When you are dealing with financial difficulties, then the best thing that you can do is to choose an option that causes the least damage. If you have incurred a huge amount of debts, then you must be seeking debt help. There are various options that can provide you relief from all your debt issues. Credit counseling, debt consolidation, debt settlement and filing bankruptcy are the most common options. Among them debt consolidation and bankruptcy are the most sought after options. If you are also confused about which option to consider, then read on to know more about them.
The benefits of Chapter 13 bankruptcy over debt consolidation:
Chapter 13 bankruptcy is a legal process that differs from traditional debt consolidation in more than one ways. Read on to know about them.
1. Chapter 13 protects you immediately as you file for it: An automatic stay will come into effect as soon as you file for Chapter 13 bankruptcy. It is a form of Bankruptcy Court injunction which stops almost all kinds of recovery efforts that have been lodged against you.Garnishments, foreclosures, repossessions, creditor calls will cease immediately. It's a court order that mere debt consolidation services cannot provide.

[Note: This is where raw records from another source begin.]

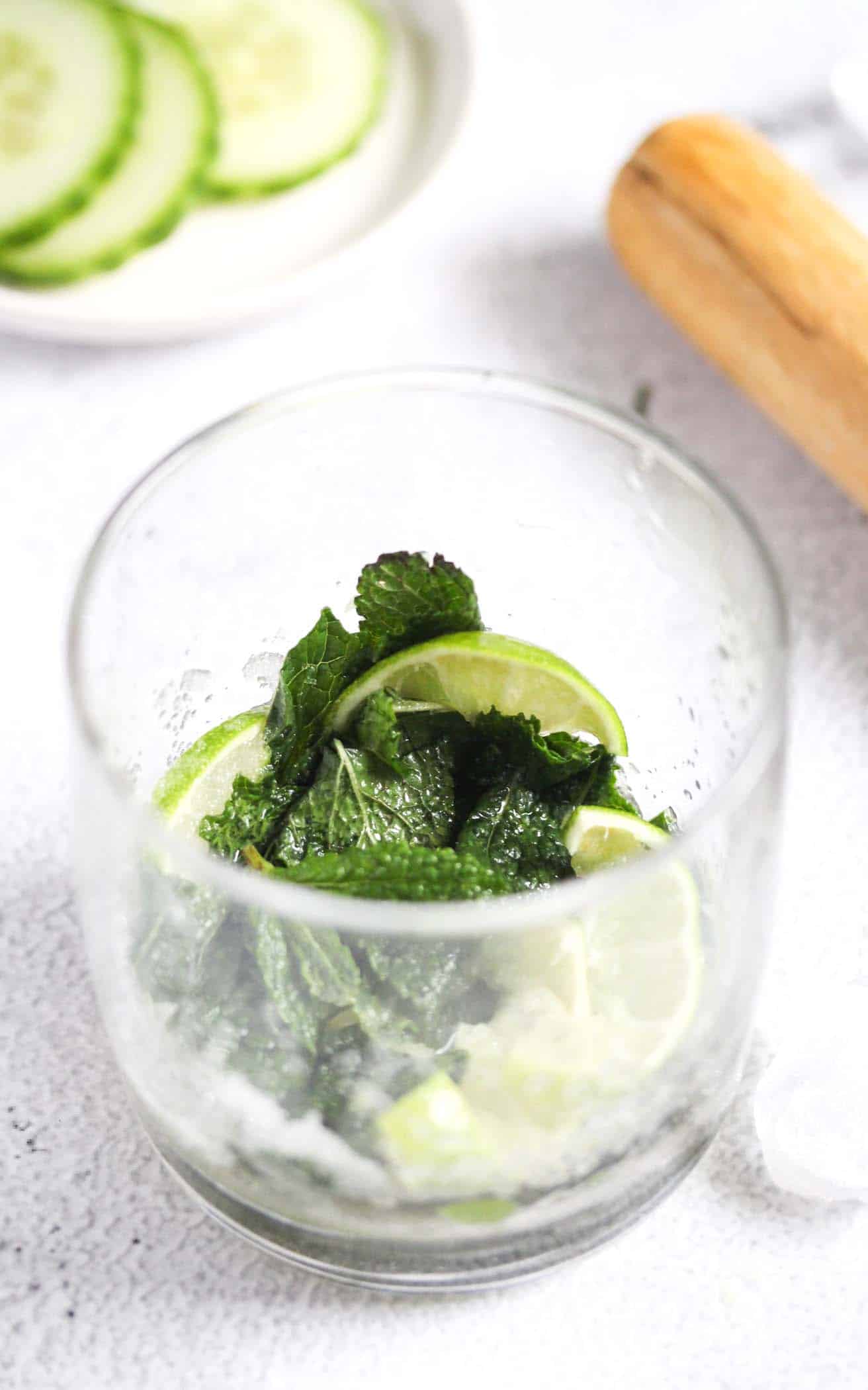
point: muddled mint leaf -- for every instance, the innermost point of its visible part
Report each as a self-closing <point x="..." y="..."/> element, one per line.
<point x="250" y="816"/>
<point x="189" y="944"/>
<point x="378" y="730"/>
<point x="409" y="873"/>
<point x="314" y="673"/>
<point x="279" y="968"/>
<point x="667" y="821"/>
<point x="402" y="600"/>
<point x="543" y="759"/>
<point x="431" y="982"/>
<point x="359" y="801"/>
<point x="514" y="829"/>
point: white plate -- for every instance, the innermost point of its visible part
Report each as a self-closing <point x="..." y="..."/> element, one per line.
<point x="238" y="261"/>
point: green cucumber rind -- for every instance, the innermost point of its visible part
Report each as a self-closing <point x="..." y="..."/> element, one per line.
<point x="236" y="191"/>
<point x="103" y="165"/>
<point x="167" y="218"/>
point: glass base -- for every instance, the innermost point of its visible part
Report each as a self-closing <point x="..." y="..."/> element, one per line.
<point x="398" y="1267"/>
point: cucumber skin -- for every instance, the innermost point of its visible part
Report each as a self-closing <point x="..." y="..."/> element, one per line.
<point x="39" y="224"/>
<point x="171" y="213"/>
<point x="236" y="192"/>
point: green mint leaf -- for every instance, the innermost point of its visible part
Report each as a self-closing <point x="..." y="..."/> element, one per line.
<point x="409" y="873"/>
<point x="429" y="980"/>
<point x="378" y="730"/>
<point x="543" y="761"/>
<point x="515" y="830"/>
<point x="402" y="600"/>
<point x="595" y="787"/>
<point x="250" y="815"/>
<point x="314" y="673"/>
<point x="296" y="1007"/>
<point x="326" y="965"/>
<point x="359" y="801"/>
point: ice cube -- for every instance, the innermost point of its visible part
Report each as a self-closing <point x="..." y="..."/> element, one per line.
<point x="811" y="1107"/>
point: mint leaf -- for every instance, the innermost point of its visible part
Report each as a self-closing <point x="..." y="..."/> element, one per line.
<point x="515" y="830"/>
<point x="402" y="600"/>
<point x="429" y="980"/>
<point x="378" y="729"/>
<point x="543" y="761"/>
<point x="189" y="944"/>
<point x="314" y="673"/>
<point x="302" y="1012"/>
<point x="409" y="873"/>
<point x="359" y="801"/>
<point x="250" y="815"/>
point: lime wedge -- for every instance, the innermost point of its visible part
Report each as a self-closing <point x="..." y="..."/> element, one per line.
<point x="200" y="782"/>
<point x="429" y="1131"/>
<point x="643" y="949"/>
<point x="472" y="672"/>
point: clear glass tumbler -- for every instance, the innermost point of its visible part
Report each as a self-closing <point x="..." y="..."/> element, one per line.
<point x="588" y="534"/>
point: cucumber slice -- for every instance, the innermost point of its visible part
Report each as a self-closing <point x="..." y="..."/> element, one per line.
<point x="148" y="195"/>
<point x="68" y="98"/>
<point x="299" y="84"/>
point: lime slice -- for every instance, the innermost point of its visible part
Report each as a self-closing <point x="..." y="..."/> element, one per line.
<point x="643" y="949"/>
<point x="550" y="956"/>
<point x="200" y="782"/>
<point x="472" y="672"/>
<point x="533" y="1064"/>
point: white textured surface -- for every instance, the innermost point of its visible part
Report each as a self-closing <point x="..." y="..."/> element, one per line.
<point x="108" y="1277"/>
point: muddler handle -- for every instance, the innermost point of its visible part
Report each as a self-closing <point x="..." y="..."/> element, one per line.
<point x="761" y="273"/>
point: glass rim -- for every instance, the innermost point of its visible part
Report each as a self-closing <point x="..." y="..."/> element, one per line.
<point x="394" y="916"/>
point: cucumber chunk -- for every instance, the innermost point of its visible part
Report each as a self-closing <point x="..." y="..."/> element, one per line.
<point x="68" y="98"/>
<point x="299" y="84"/>
<point x="175" y="138"/>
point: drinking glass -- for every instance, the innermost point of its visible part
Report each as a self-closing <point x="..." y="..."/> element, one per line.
<point x="586" y="533"/>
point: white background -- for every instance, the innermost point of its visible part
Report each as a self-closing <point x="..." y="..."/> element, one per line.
<point x="108" y="1277"/>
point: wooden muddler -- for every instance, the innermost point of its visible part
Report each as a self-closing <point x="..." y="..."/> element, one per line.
<point x="761" y="273"/>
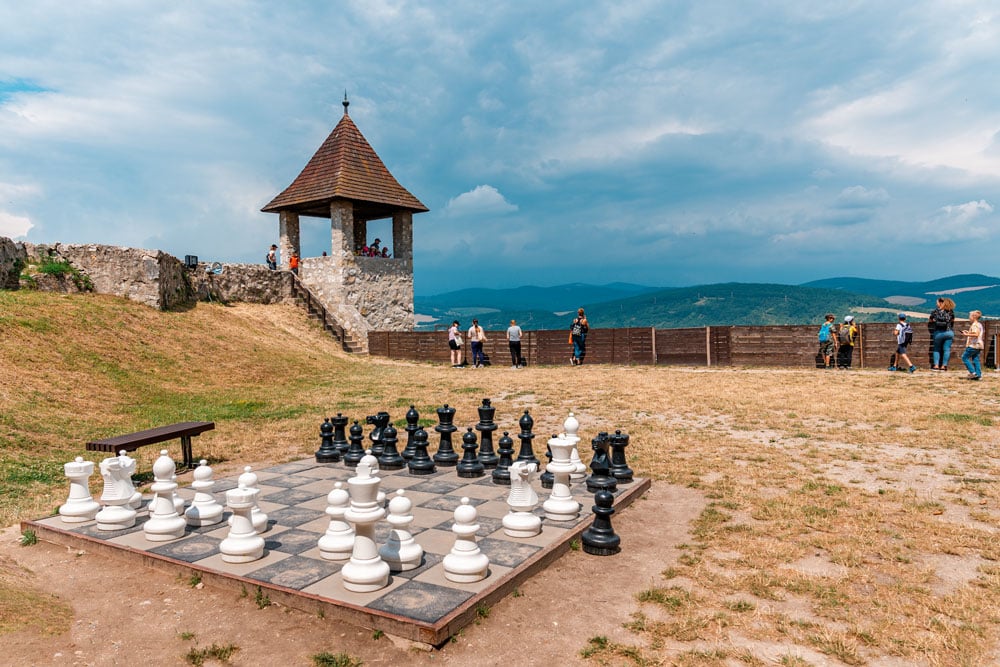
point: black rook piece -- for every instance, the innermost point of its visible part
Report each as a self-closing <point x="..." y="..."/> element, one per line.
<point x="486" y="426"/>
<point x="526" y="436"/>
<point x="600" y="538"/>
<point x="412" y="426"/>
<point x="601" y="465"/>
<point x="421" y="464"/>
<point x="470" y="465"/>
<point x="446" y="455"/>
<point x="390" y="458"/>
<point x="355" y="452"/>
<point x="327" y="452"/>
<point x="506" y="449"/>
<point x="619" y="466"/>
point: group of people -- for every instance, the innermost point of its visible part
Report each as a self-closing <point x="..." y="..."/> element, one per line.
<point x="477" y="336"/>
<point x="941" y="326"/>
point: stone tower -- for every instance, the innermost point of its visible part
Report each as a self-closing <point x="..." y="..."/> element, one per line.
<point x="346" y="182"/>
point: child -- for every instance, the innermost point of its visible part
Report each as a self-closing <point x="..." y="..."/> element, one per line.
<point x="973" y="346"/>
<point x="827" y="341"/>
<point x="904" y="336"/>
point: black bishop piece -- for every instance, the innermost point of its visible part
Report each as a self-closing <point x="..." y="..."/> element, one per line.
<point x="446" y="455"/>
<point x="501" y="475"/>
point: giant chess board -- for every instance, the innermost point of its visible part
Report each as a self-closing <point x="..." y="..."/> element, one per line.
<point x="419" y="604"/>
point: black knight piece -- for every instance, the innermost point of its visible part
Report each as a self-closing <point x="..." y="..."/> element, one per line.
<point x="470" y="465"/>
<point x="619" y="466"/>
<point x="486" y="426"/>
<point x="501" y="475"/>
<point x="327" y="452"/>
<point x="600" y="539"/>
<point x="445" y="455"/>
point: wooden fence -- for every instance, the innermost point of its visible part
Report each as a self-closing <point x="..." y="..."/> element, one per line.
<point x="787" y="346"/>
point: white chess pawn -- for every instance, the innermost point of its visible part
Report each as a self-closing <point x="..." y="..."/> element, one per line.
<point x="466" y="563"/>
<point x="401" y="551"/>
<point x="80" y="506"/>
<point x="243" y="544"/>
<point x="164" y="522"/>
<point x="338" y="541"/>
<point x="118" y="490"/>
<point x="520" y="521"/>
<point x="128" y="465"/>
<point x="204" y="510"/>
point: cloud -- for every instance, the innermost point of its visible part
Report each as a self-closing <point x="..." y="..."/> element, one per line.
<point x="483" y="200"/>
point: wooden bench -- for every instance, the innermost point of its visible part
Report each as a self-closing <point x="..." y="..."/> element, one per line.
<point x="133" y="441"/>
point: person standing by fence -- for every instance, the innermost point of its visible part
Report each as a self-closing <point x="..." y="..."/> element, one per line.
<point x="578" y="336"/>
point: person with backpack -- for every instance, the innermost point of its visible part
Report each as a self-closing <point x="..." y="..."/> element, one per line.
<point x="847" y="335"/>
<point x="904" y="336"/>
<point x="942" y="322"/>
<point x="827" y="341"/>
<point x="578" y="336"/>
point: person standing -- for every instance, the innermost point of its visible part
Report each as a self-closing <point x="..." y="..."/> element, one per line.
<point x="973" y="346"/>
<point x="455" y="344"/>
<point x="578" y="336"/>
<point x="943" y="320"/>
<point x="476" y="339"/>
<point x="514" y="334"/>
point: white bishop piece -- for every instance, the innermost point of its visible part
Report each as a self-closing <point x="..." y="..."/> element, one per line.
<point x="164" y="522"/>
<point x="338" y="541"/>
<point x="80" y="506"/>
<point x="401" y="551"/>
<point x="466" y="564"/>
<point x="205" y="509"/>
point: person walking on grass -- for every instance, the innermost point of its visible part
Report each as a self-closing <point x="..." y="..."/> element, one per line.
<point x="973" y="346"/>
<point x="827" y="341"/>
<point x="514" y="334"/>
<point x="904" y="336"/>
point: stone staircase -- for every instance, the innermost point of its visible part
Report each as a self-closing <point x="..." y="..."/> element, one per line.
<point x="317" y="311"/>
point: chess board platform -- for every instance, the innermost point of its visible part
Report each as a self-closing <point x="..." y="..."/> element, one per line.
<point x="420" y="605"/>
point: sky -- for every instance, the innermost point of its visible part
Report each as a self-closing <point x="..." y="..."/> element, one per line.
<point x="665" y="143"/>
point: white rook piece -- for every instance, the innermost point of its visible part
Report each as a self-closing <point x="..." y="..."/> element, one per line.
<point x="338" y="541"/>
<point x="466" y="563"/>
<point x="560" y="506"/>
<point x="521" y="521"/>
<point x="366" y="571"/>
<point x="243" y="544"/>
<point x="118" y="490"/>
<point x="205" y="509"/>
<point x="80" y="506"/>
<point x="401" y="551"/>
<point x="164" y="522"/>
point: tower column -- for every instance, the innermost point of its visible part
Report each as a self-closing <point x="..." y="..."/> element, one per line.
<point x="288" y="231"/>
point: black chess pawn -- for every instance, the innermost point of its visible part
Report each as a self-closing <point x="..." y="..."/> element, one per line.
<point x="390" y="458"/>
<point x="421" y="463"/>
<point x="600" y="464"/>
<point x="412" y="426"/>
<point x="486" y="426"/>
<point x="600" y="539"/>
<point x="547" y="478"/>
<point x="619" y="466"/>
<point x="446" y="455"/>
<point x="501" y="475"/>
<point x="327" y="452"/>
<point x="339" y="432"/>
<point x="470" y="465"/>
<point x="526" y="436"/>
<point x="355" y="451"/>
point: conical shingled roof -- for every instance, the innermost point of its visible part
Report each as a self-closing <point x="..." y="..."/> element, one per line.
<point x="345" y="167"/>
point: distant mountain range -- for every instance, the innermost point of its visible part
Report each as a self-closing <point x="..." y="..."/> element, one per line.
<point x="628" y="305"/>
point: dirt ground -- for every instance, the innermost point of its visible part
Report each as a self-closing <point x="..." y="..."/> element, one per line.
<point x="128" y="616"/>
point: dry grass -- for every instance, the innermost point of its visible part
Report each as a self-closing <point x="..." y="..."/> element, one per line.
<point x="852" y="517"/>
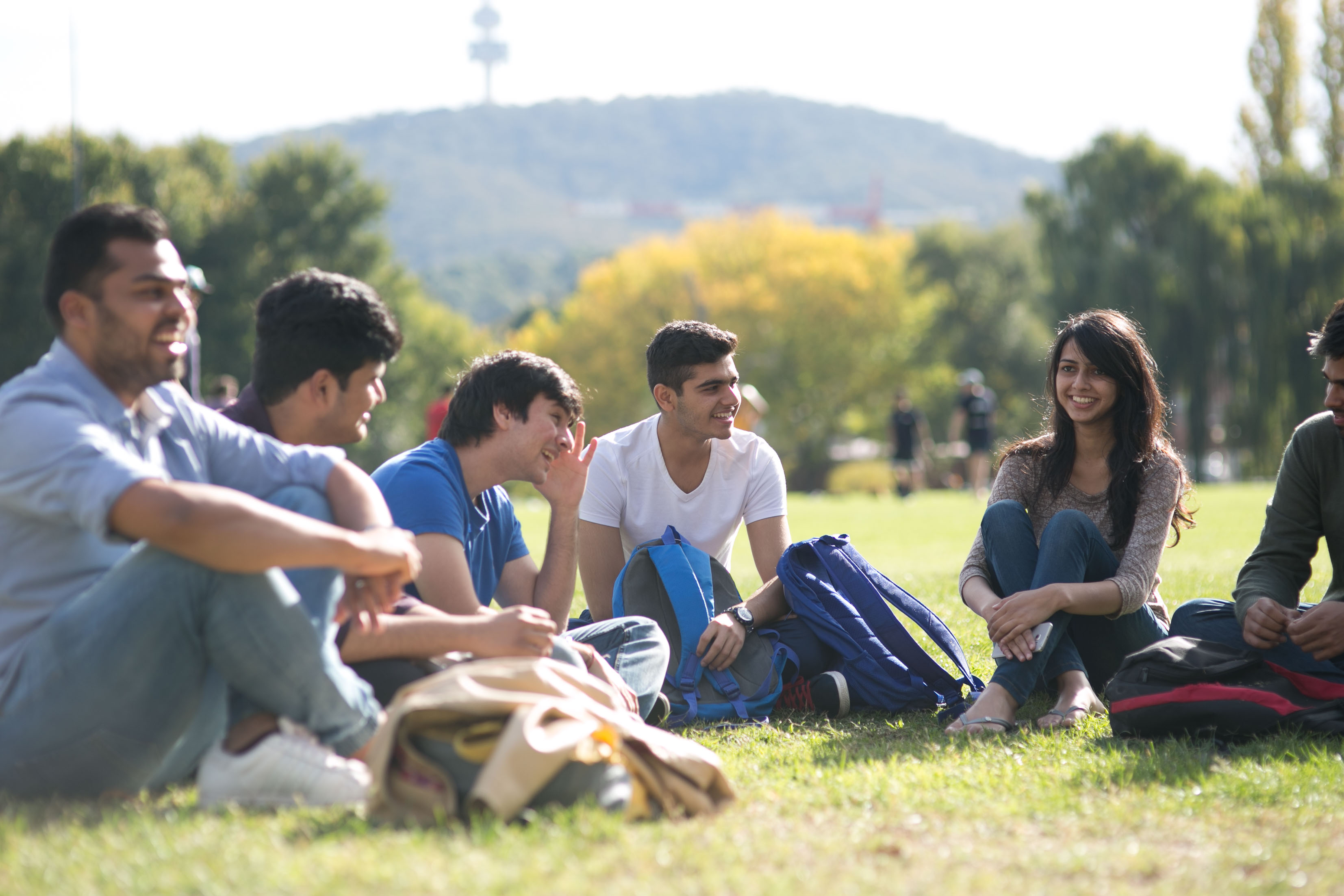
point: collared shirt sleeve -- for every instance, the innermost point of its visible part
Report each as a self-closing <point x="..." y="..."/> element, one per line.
<point x="241" y="458"/>
<point x="766" y="492"/>
<point x="65" y="465"/>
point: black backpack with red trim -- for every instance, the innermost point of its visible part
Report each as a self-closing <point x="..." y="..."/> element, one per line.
<point x="1201" y="688"/>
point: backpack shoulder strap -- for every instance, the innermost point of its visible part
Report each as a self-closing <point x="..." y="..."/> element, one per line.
<point x="845" y="557"/>
<point x="871" y="593"/>
<point x="687" y="578"/>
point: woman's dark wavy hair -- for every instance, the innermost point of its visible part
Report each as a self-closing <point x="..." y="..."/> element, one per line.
<point x="1115" y="344"/>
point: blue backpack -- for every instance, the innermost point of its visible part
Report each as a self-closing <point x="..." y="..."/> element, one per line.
<point x="682" y="588"/>
<point x="845" y="601"/>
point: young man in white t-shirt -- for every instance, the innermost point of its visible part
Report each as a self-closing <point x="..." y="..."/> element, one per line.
<point x="687" y="466"/>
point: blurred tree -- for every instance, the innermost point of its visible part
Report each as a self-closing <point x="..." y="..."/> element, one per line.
<point x="992" y="316"/>
<point x="296" y="207"/>
<point x="1133" y="229"/>
<point x="1275" y="72"/>
<point x="826" y="321"/>
<point x="34" y="198"/>
<point x="1330" y="69"/>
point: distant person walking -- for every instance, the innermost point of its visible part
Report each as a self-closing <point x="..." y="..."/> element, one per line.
<point x="909" y="432"/>
<point x="975" y="417"/>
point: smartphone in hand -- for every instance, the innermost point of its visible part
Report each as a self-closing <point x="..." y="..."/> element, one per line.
<point x="1039" y="635"/>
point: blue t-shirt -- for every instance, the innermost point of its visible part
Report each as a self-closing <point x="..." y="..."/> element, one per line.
<point x="425" y="491"/>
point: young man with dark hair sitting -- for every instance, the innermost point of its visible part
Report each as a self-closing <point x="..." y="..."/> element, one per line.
<point x="1308" y="504"/>
<point x="687" y="466"/>
<point x="323" y="346"/>
<point x="141" y="538"/>
<point x="510" y="421"/>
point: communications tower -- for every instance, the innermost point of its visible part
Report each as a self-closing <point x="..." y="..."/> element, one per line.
<point x="489" y="52"/>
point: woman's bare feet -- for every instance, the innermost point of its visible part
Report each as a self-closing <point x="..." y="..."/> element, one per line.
<point x="1077" y="702"/>
<point x="995" y="703"/>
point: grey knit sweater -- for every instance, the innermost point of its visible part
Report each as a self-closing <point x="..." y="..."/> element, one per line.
<point x="1139" y="558"/>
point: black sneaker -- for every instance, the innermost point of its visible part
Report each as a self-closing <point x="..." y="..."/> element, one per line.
<point x="660" y="711"/>
<point x="831" y="695"/>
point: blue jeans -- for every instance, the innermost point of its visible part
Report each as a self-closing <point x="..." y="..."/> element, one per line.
<point x="112" y="681"/>
<point x="1072" y="550"/>
<point x="635" y="647"/>
<point x="1217" y="621"/>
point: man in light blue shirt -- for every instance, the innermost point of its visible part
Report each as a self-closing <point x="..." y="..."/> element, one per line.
<point x="139" y="554"/>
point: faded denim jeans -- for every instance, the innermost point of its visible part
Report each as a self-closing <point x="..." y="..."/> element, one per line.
<point x="1072" y="550"/>
<point x="128" y="679"/>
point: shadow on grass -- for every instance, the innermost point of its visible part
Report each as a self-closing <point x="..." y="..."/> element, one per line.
<point x="1179" y="761"/>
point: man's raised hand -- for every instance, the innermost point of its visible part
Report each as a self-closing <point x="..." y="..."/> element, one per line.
<point x="568" y="476"/>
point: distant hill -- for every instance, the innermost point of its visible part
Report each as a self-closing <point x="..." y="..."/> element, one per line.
<point x="570" y="179"/>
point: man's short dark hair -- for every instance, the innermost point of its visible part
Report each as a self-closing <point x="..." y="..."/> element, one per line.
<point x="678" y="347"/>
<point x="319" y="321"/>
<point x="78" y="258"/>
<point x="512" y="379"/>
<point x="1330" y="343"/>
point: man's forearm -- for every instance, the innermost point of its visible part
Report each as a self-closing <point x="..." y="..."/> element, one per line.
<point x="768" y="603"/>
<point x="412" y="636"/>
<point x="355" y="500"/>
<point x="554" y="590"/>
<point x="226" y="530"/>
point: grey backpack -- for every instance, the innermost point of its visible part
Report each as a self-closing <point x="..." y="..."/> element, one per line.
<point x="682" y="588"/>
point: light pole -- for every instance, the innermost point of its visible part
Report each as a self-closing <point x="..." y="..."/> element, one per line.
<point x="489" y="52"/>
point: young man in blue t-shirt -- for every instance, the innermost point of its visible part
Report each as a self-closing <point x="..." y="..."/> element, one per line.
<point x="510" y="420"/>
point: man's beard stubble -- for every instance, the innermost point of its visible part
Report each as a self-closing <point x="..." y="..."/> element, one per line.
<point x="124" y="364"/>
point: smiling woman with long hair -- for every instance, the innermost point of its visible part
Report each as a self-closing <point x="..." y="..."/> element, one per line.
<point x="1076" y="528"/>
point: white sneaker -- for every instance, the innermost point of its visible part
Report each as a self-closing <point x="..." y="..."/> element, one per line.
<point x="284" y="769"/>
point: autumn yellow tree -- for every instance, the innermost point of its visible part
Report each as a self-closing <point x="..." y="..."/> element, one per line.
<point x="826" y="321"/>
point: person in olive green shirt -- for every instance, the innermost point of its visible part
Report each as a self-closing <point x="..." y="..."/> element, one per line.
<point x="1308" y="504"/>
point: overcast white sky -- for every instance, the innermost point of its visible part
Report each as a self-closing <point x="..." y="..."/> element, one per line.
<point x="1038" y="76"/>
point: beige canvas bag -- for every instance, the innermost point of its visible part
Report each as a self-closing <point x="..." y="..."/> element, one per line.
<point x="525" y="720"/>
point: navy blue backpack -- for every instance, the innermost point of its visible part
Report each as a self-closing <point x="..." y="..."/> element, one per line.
<point x="847" y="603"/>
<point x="682" y="588"/>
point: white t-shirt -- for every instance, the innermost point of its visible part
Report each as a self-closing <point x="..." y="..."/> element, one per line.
<point x="630" y="488"/>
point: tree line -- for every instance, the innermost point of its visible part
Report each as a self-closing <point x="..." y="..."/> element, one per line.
<point x="1226" y="277"/>
<point x="296" y="207"/>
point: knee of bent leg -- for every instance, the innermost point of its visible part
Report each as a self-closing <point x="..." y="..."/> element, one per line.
<point x="646" y="633"/>
<point x="1002" y="512"/>
<point x="1068" y="524"/>
<point x="303" y="499"/>
<point x="1186" y="621"/>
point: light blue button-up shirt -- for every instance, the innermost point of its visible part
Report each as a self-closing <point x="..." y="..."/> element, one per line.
<point x="69" y="448"/>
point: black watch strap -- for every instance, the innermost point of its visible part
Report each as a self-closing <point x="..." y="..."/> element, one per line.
<point x="744" y="616"/>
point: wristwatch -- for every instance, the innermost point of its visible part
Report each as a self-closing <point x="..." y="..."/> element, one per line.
<point x="743" y="616"/>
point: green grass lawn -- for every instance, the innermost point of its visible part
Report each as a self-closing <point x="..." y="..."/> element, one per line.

On the other hand, when you enroll yourself in a debt consolidation program, your creditor calls may not stop harassing you. They may keep on coming in spite of the negotiations of your debt consultant with your creditor. In short, the action is not as serious and prompt as in Chapter 13.
2. Chapter 13 covers most debt: This is another advantage of paying off your debts through a Chapter 13 bankruptcy. This covers most debts including tax debts, child support debts, car loan debts, mortgage arrears etc. This is not the case when you seek debt help from traditional debt consolidation services. The debt consolidation companies only help you with paying off unsecured debts like credit card debts, utility bills, medical bills etc. Thus if you have incurred secured debts, you cannot get rid of it through debt consolidation. You can repay it through the Chapter 13 repayment plan.
3. Reduces debt amount significantly: When the Federal Judge asks your creditors to stick to a repayment plan, you may also be allowed to pay 10% of your unsecured debts provided you meet with certain requirements. If you can meet these requirements, then the rest of the amount may be eliminated. This will help you pay off your debts faster. This is not possible in debt consolidation as it only allows a lower interest rate and lower monthly payments.
Your current financial situation decides which debt help option will suit you better. Even though you may be struggling with your finances, you may not qualify for bankruptcy. Consider an attorney for further advice. Also consider the impact of bankruptcy on your credit score before filing for it.